The BC Safety Authority regulates the amusement rides and devices industry in British Columbia and promotes compliance by operators to ensure that rides are installed and operated according to provincial regulations and codes.

Here are some safety tips from the BCSA – keep them in mind when going on a ride:

Follow the rules: The rules of operation, and any age, height or weight restrictions are posted at every ride. Please read and follow them – they are there for your safety.

Stay seated and hold on: Remain seated for the duration of the ride. Your hands are for holding on to the safety bar, handholds, or lap bars during the entire ride. Keep them inside the ride at all times. (That goes for your legs and feet as well.) Never try to open or unfasten the ride restraining device during the ride.

If it's loose, you'll lose it: Do not bring any loose articles – such as purses, bags, cell phones, cameras, backpacks, or jackets – with you on the ride. Chances are you'll lose them. Leave them on the ground with a trusted friend or family member.
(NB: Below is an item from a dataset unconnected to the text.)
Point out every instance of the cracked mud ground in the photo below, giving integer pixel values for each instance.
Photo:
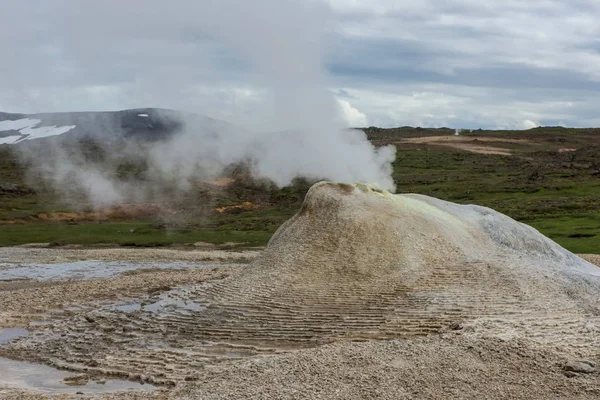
(305, 321)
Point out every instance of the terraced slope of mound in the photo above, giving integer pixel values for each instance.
(355, 263)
Your health comes first: Many rides can aggravate a pre-existing medical condition. If you suffer from motion sickness, seizures, dizziness, have a heart condition, high blood pressure, a neck or back disorder, or if you are pregnant always make sure you read the rider restrictions posted on the ride or ask the operator if you are not sure if the ride will aggravate any medical condition.
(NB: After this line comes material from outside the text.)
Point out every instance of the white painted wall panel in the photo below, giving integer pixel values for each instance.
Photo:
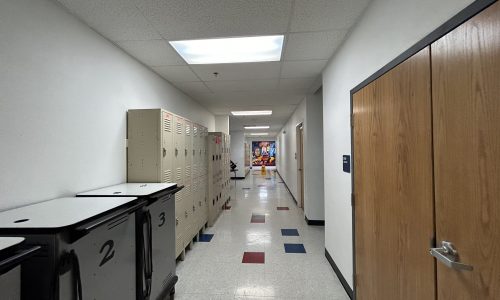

It's okay to be scared: Some people – whatever their age – are frightened by rides. If you are a parent, please don't make your child go on a ride if he or she is scared as there have been instances of children attempting to exit rides prematurely. You can also help keep your child safe by following any posted age, height or weight restrictions.

The British Columbia Safety Authority keeps people safe by mandating the safe installation and use of technical equipment. BCSA also issues permits and licences, educates, and conducts on-site inspections in high-risk situations.